This post was originally published on Clevergy’s blog and is co-authored by Álvaro Pérez Bello, co-founder and CPO of Clevergy, and Jesús Luque Reyes, product manager at Clevergy. Clevergy is a Spanish company transforming the energy industry by providing consumers with a more transparent and sustainable way to track their energy consumption.
At Clevergy, we have a strong data culture. From day one, engineering and product teams have considered it essential to instrument the product and systems to make better decisions. Our data strategy is based on two main pillars: traceability of domain events and independence in queries.
In the product, we log all domain events in BigQuery. This means all events related to domain entities in the platform are stored in a database. Thanks to this process, we can review and audit all events within the Clevergy systems.
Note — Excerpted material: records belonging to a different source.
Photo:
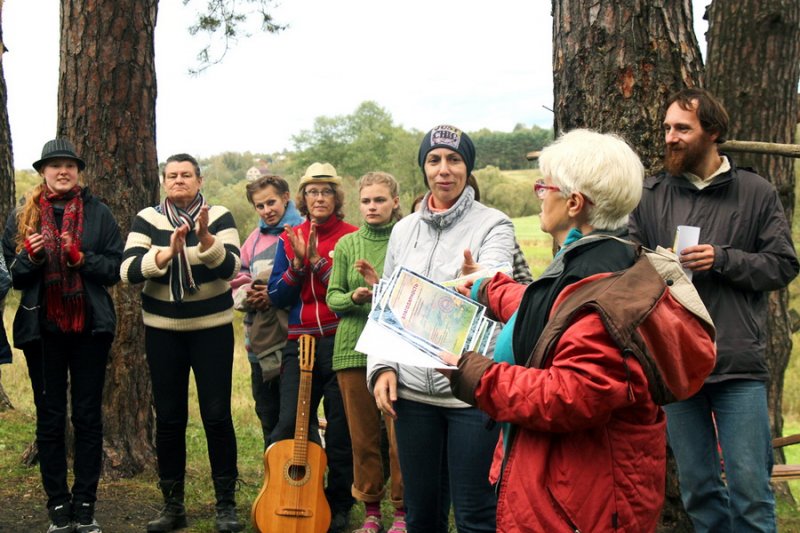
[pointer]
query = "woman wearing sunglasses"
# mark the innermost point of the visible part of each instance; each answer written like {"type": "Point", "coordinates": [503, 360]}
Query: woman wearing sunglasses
{"type": "Point", "coordinates": [299, 281]}
{"type": "Point", "coordinates": [584, 443]}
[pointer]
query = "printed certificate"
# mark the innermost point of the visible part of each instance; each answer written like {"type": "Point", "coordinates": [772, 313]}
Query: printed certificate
{"type": "Point", "coordinates": [428, 313]}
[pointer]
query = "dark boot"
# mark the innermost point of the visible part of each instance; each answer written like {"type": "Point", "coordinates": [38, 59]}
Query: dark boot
{"type": "Point", "coordinates": [61, 519]}
{"type": "Point", "coordinates": [173, 516]}
{"type": "Point", "coordinates": [225, 489]}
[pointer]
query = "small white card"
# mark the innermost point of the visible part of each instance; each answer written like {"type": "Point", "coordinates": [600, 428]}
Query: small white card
{"type": "Point", "coordinates": [686, 236]}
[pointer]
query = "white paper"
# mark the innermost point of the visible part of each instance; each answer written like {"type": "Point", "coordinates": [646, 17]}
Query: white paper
{"type": "Point", "coordinates": [686, 236]}
{"type": "Point", "coordinates": [386, 344]}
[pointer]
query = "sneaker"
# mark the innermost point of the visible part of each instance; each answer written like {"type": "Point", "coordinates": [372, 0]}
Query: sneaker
{"type": "Point", "coordinates": [61, 519]}
{"type": "Point", "coordinates": [84, 518]}
{"type": "Point", "coordinates": [339, 521]}
{"type": "Point", "coordinates": [372, 524]}
{"type": "Point", "coordinates": [88, 527]}
{"type": "Point", "coordinates": [398, 524]}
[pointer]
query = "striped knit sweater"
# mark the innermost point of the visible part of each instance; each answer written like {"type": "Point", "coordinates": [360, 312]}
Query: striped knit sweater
{"type": "Point", "coordinates": [212, 304]}
{"type": "Point", "coordinates": [367, 243]}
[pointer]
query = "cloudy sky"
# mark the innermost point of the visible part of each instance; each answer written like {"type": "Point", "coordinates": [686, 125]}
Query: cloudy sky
{"type": "Point", "coordinates": [472, 63]}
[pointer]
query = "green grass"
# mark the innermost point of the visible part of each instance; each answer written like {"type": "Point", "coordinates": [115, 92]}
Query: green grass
{"type": "Point", "coordinates": [17, 427]}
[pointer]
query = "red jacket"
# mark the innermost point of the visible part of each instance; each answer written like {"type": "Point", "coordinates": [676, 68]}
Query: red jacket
{"type": "Point", "coordinates": [589, 451]}
{"type": "Point", "coordinates": [304, 291]}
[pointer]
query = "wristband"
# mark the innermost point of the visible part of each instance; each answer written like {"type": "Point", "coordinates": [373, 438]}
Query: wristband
{"type": "Point", "coordinates": [29, 248]}
{"type": "Point", "coordinates": [73, 255]}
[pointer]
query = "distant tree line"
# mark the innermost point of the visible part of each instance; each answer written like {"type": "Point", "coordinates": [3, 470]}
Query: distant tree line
{"type": "Point", "coordinates": [366, 140]}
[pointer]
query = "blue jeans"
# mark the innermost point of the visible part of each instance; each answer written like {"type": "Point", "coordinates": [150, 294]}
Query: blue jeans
{"type": "Point", "coordinates": [739, 408]}
{"type": "Point", "coordinates": [445, 454]}
{"type": "Point", "coordinates": [267, 395]}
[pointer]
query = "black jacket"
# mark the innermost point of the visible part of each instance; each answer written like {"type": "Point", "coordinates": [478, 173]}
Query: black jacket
{"type": "Point", "coordinates": [740, 214]}
{"type": "Point", "coordinates": [102, 247]}
{"type": "Point", "coordinates": [579, 260]}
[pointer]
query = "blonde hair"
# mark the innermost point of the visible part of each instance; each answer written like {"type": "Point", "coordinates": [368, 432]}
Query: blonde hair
{"type": "Point", "coordinates": [383, 178]}
{"type": "Point", "coordinates": [602, 167]}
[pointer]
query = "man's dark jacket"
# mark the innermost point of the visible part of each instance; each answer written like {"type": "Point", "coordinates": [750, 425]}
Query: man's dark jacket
{"type": "Point", "coordinates": [741, 215]}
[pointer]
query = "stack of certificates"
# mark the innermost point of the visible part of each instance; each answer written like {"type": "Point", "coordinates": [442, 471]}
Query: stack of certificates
{"type": "Point", "coordinates": [428, 317]}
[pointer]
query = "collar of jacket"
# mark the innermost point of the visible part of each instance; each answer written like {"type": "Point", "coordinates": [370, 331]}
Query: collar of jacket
{"type": "Point", "coordinates": [449, 217]}
{"type": "Point", "coordinates": [326, 228]}
{"type": "Point", "coordinates": [556, 266]}
{"type": "Point", "coordinates": [377, 233]}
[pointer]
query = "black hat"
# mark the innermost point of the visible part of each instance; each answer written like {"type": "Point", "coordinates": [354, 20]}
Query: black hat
{"type": "Point", "coordinates": [445, 136]}
{"type": "Point", "coordinates": [58, 148]}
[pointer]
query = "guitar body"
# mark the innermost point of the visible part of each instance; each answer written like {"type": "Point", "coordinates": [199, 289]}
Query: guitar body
{"type": "Point", "coordinates": [292, 499]}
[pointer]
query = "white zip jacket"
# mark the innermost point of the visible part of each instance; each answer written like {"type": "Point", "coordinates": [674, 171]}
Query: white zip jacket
{"type": "Point", "coordinates": [433, 244]}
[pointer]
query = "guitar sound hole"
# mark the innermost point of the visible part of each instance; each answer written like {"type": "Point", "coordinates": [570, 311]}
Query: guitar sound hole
{"type": "Point", "coordinates": [296, 474]}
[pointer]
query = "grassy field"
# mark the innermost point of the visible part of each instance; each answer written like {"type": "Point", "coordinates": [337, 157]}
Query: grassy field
{"type": "Point", "coordinates": [128, 504]}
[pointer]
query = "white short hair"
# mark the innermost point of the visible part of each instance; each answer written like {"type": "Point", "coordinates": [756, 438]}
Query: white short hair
{"type": "Point", "coordinates": [602, 167]}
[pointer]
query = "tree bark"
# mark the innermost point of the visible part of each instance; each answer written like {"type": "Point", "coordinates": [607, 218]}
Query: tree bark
{"type": "Point", "coordinates": [614, 66]}
{"type": "Point", "coordinates": [753, 68]}
{"type": "Point", "coordinates": [7, 191]}
{"type": "Point", "coordinates": [106, 105]}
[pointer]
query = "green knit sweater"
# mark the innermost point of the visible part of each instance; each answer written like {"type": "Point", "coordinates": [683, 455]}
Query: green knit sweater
{"type": "Point", "coordinates": [368, 243]}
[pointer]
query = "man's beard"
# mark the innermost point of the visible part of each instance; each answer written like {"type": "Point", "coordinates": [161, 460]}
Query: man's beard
{"type": "Point", "coordinates": [686, 159]}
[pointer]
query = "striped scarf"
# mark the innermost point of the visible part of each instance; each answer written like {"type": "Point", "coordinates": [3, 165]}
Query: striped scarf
{"type": "Point", "coordinates": [63, 286]}
{"type": "Point", "coordinates": [180, 272]}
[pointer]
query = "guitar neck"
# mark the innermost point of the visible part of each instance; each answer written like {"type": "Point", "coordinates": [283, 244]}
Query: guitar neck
{"type": "Point", "coordinates": [301, 423]}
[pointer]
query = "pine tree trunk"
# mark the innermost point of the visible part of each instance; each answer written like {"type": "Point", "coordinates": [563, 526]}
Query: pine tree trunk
{"type": "Point", "coordinates": [614, 66]}
{"type": "Point", "coordinates": [753, 68]}
{"type": "Point", "coordinates": [106, 105]}
{"type": "Point", "coordinates": [7, 191]}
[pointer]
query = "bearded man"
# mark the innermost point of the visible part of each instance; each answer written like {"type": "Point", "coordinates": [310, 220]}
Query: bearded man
{"type": "Point", "coordinates": [745, 250]}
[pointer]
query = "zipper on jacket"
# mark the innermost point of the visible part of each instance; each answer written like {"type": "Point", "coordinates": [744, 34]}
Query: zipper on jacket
{"type": "Point", "coordinates": [316, 302]}
{"type": "Point", "coordinates": [627, 352]}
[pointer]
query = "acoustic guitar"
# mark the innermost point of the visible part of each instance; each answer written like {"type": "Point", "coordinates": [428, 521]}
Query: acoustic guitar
{"type": "Point", "coordinates": [292, 499]}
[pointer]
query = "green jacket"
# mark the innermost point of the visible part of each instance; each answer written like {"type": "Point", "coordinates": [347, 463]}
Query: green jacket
{"type": "Point", "coordinates": [368, 243]}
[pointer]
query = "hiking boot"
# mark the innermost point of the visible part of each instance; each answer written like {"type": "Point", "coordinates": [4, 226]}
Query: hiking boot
{"type": "Point", "coordinates": [84, 518]}
{"type": "Point", "coordinates": [61, 519]}
{"type": "Point", "coordinates": [339, 520]}
{"type": "Point", "coordinates": [398, 524]}
{"type": "Point", "coordinates": [173, 516]}
{"type": "Point", "coordinates": [225, 490]}
{"type": "Point", "coordinates": [372, 524]}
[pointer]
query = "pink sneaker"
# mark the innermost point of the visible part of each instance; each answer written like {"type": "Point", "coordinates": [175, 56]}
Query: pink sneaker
{"type": "Point", "coordinates": [398, 525]}
{"type": "Point", "coordinates": [372, 524]}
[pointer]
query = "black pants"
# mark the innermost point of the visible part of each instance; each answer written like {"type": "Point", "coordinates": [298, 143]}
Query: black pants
{"type": "Point", "coordinates": [82, 358]}
{"type": "Point", "coordinates": [267, 395]}
{"type": "Point", "coordinates": [337, 437]}
{"type": "Point", "coordinates": [209, 354]}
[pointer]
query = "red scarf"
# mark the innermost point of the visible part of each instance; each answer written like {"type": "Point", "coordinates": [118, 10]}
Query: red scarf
{"type": "Point", "coordinates": [63, 286]}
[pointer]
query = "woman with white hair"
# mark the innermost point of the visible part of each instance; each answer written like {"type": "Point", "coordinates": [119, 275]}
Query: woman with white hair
{"type": "Point", "coordinates": [583, 444]}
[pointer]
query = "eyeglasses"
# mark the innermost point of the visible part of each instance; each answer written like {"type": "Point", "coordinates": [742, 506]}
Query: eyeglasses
{"type": "Point", "coordinates": [541, 188]}
{"type": "Point", "coordinates": [314, 193]}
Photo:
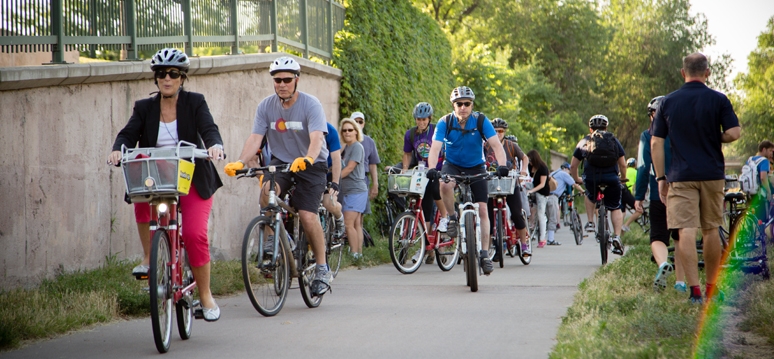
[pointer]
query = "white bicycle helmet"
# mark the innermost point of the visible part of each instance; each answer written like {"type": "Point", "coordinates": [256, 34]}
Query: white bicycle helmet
{"type": "Point", "coordinates": [598, 122]}
{"type": "Point", "coordinates": [462, 92]}
{"type": "Point", "coordinates": [170, 57]}
{"type": "Point", "coordinates": [285, 64]}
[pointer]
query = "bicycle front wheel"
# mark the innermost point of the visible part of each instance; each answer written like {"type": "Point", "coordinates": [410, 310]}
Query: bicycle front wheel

If you're curious, you can learn more about the technical details in this blog post.
In addition to storing data in BigQuery, we make each person responsible for running their own queries in BigQuery. Although learning SQL has a steep learning curve, data becomes accessible to anyone on the team. As a result:
- We have all application events recorded so we can audit any user flow.
- We can understand the history of a metric without needing to ask engineering to instrument that new flow.
- There is 100% reliability between the data we analyze and the data we have in the operational databases.
- It is decoupled from production. A query that analyzes our entire history will not affect production performance.
The problem with BigQuery
So why did we consider using Amplitude?
BigQuery in itself is not a user-focused analytics tool. It is a database that handles large volumes of information very well. While we do analytical queries in BigQuery to understand how the platform behaves, it is difficult to query and analyze user behavior patterns.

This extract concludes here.